In: Enterprise Biology Software,
Version 7.0 © 2007 Robert P. Bolender
Enterprise Biology Software: VIII. Research (2007)
Robert P. Bolender
Biological
data differ remarkably from those of physics and chemistry in that their
properties are intimately tied to their physical locations. A hierarchical arrangement - consisting of
parts contained within parts - defines biology as a complex set of interacting
complexities, scaling in size from molecules to organisms. None of this uniqueness becomes apparent
until we start putting the parts back together.
If, for example, we don’t return the parts to their original in vivo settings
before attempting an interpretation, we run the risk of allowing our data to
become meaningless or at best severely limited.
In effect, a failure to recognize this special property of biology leads
inevitably to a semiquantitative science.

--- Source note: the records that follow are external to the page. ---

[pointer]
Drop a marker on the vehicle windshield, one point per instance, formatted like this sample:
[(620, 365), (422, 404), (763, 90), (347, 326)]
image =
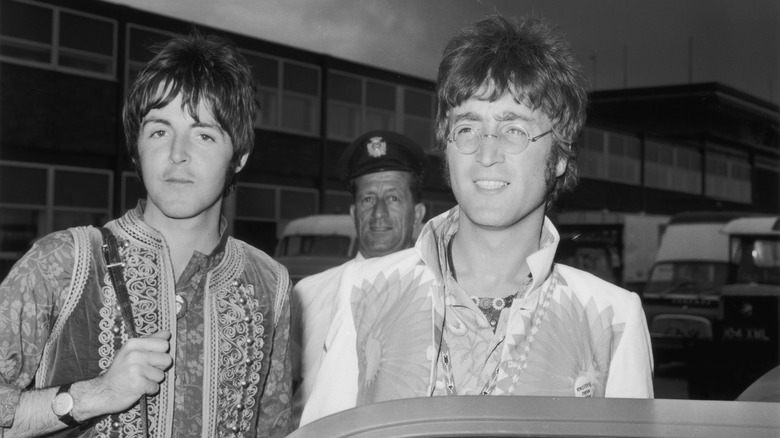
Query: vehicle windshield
[(687, 277), (314, 245), (757, 260)]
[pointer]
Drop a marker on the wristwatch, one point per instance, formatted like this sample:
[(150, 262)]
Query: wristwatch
[(62, 405)]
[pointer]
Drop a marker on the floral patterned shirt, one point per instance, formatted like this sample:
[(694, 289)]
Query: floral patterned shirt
[(405, 328), (33, 294)]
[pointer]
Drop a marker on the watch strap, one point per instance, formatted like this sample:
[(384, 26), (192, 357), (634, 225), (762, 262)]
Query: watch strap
[(67, 418)]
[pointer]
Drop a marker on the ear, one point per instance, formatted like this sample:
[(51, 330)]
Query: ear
[(560, 168), (353, 215), (419, 216), (242, 162)]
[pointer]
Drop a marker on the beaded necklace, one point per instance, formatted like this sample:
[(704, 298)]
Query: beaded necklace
[(490, 385), (492, 307)]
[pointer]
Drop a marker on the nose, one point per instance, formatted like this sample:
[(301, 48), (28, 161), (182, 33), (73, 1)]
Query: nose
[(179, 152), (380, 209), (489, 151)]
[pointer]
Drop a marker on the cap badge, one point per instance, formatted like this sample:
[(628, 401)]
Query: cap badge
[(376, 147)]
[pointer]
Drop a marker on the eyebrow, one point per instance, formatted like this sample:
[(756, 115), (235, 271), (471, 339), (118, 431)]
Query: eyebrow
[(503, 117), (148, 120)]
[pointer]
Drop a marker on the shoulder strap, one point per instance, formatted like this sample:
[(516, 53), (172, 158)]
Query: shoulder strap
[(116, 270)]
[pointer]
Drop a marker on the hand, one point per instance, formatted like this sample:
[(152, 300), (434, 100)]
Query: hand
[(138, 368)]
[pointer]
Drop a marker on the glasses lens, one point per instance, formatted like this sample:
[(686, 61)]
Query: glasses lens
[(466, 138), (514, 139)]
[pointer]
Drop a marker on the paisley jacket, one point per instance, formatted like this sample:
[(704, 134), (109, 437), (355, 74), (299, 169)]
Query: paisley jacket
[(62, 325)]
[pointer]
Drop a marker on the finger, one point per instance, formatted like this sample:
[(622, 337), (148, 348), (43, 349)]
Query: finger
[(148, 344), (160, 361), (156, 375), (162, 334), (151, 388)]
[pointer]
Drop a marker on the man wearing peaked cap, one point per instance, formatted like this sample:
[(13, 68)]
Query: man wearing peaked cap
[(378, 151), (384, 171)]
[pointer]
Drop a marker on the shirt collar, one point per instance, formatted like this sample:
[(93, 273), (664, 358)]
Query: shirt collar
[(432, 244)]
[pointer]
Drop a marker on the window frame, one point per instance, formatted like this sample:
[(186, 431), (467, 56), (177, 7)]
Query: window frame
[(55, 48)]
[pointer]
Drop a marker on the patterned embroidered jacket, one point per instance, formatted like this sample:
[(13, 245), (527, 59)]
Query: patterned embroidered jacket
[(245, 330), (568, 333)]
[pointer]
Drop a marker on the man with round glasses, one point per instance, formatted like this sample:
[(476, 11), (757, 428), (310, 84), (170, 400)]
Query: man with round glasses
[(478, 307)]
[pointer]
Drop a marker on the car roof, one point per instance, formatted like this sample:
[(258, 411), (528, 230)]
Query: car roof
[(769, 225), (321, 224)]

Our task this year therefore becomes one of understanding how biology
can become broken experimentally and then showing how we can fix it. The reward for our efforts takes us one step
closer to a quantitative biology.
The purpose
of the report this year is to explore ways of extending what we have learned
from the stereology literature to disciplines often reduced to relying on
semiquantitative approaches, such as biochemistry and molecular biology. We begin by defining the boundary conditions
for experimentation in biology, explore the unstable foundations of semiquantitative
data, and finally suggest workable alternatives. For example, a new category of hybrid
hierarchy equations can integrate biological data across disciplines and
provide methodological gold standards.
The main product to emerge from this effort is a rule book, one that
carefully addresses the uniqueness of biology.

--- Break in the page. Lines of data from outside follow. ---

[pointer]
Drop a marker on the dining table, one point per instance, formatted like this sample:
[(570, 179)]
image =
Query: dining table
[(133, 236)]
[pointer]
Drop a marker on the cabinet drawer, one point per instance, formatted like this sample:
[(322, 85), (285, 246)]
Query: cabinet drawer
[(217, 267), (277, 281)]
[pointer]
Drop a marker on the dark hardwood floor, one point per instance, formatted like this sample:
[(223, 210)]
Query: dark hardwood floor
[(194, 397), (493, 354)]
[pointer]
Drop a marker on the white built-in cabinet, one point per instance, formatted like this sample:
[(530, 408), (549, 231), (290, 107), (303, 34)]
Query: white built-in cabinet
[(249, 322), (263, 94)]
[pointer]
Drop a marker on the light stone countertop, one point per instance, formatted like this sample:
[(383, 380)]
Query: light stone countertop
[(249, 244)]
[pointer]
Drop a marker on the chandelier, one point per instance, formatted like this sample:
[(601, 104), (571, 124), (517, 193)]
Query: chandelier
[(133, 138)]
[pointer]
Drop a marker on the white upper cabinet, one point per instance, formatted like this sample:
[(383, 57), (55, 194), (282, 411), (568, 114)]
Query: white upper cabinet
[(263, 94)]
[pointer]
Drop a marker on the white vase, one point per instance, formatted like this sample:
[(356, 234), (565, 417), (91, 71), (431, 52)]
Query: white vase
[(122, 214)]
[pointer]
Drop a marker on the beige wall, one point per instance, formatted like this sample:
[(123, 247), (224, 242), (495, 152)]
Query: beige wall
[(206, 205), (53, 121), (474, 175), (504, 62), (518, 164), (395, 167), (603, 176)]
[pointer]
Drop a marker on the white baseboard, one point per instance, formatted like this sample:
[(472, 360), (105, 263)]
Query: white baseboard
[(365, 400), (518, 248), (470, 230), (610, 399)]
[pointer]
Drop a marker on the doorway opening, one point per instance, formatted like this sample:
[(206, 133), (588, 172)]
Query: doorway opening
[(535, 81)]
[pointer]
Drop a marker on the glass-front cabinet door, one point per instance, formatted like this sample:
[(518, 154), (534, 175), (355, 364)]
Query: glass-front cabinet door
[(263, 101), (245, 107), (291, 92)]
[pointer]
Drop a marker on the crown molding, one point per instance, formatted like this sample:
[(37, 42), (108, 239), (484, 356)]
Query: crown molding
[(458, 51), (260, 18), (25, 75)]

The software package for 2007/8 (EBS, Version 7.0) includes new data
harvested largely from years 2004-5, expands the biology blueprint, introduces
cluster analysis, and offers guidelines for a mathematical biology.
Introduction
Transforming
biology into a quantitative science begins by changing the way we manage our
research data. An essential first step
consists of moving published data from the pages of journal articles into the
tables of relational databases where they can be standardized and used to look
for mathematical patterns. Such patterns
can be readily found in the connections that occur between parts and captured
as data pairs and repertoire equations.
In turn, these data pairs and equations can become the raw material for
building a mathematical biology.
Fundamental to the success of this approach includes an ability to
manage complexity in biology by mathematically unfolding and refolding
structural relationships - throughout the biological hierarchy of size. By leveraging the mathematical order inherent
in biological systems, we now have a workable strategy for reverse and forward
engineering structures of all sizes – one based largely on our ability to tap
into the mathematical core of biology.
From this we learn that mathematics and technology can become powerful
discovery tools when we use them in harmony with the intrinsic order of
biology.
The mathematical
biology described herein depends wholly on published data to generate the
empirical equations that we can use to explore an information space of uncommon
complexity. To qualify, these data must
be gathered with unbiased sampling methods within the framework of a rule-based
approach. The brief introduction that
follows considers three basic components of a mathematical biology that will
serve to illustrate how this quantitative approach to biology works. The Rule Book: Guidelines to a Mathematical
Biology continues this process, but in greater detail (Bolender,
2007).
In biology,
sampling is everything. Unbiased
sampling requires that all parts of the structure being sampled must have an
equal chance of being sampled. Any other
sampling scheme automatically becomes suspect.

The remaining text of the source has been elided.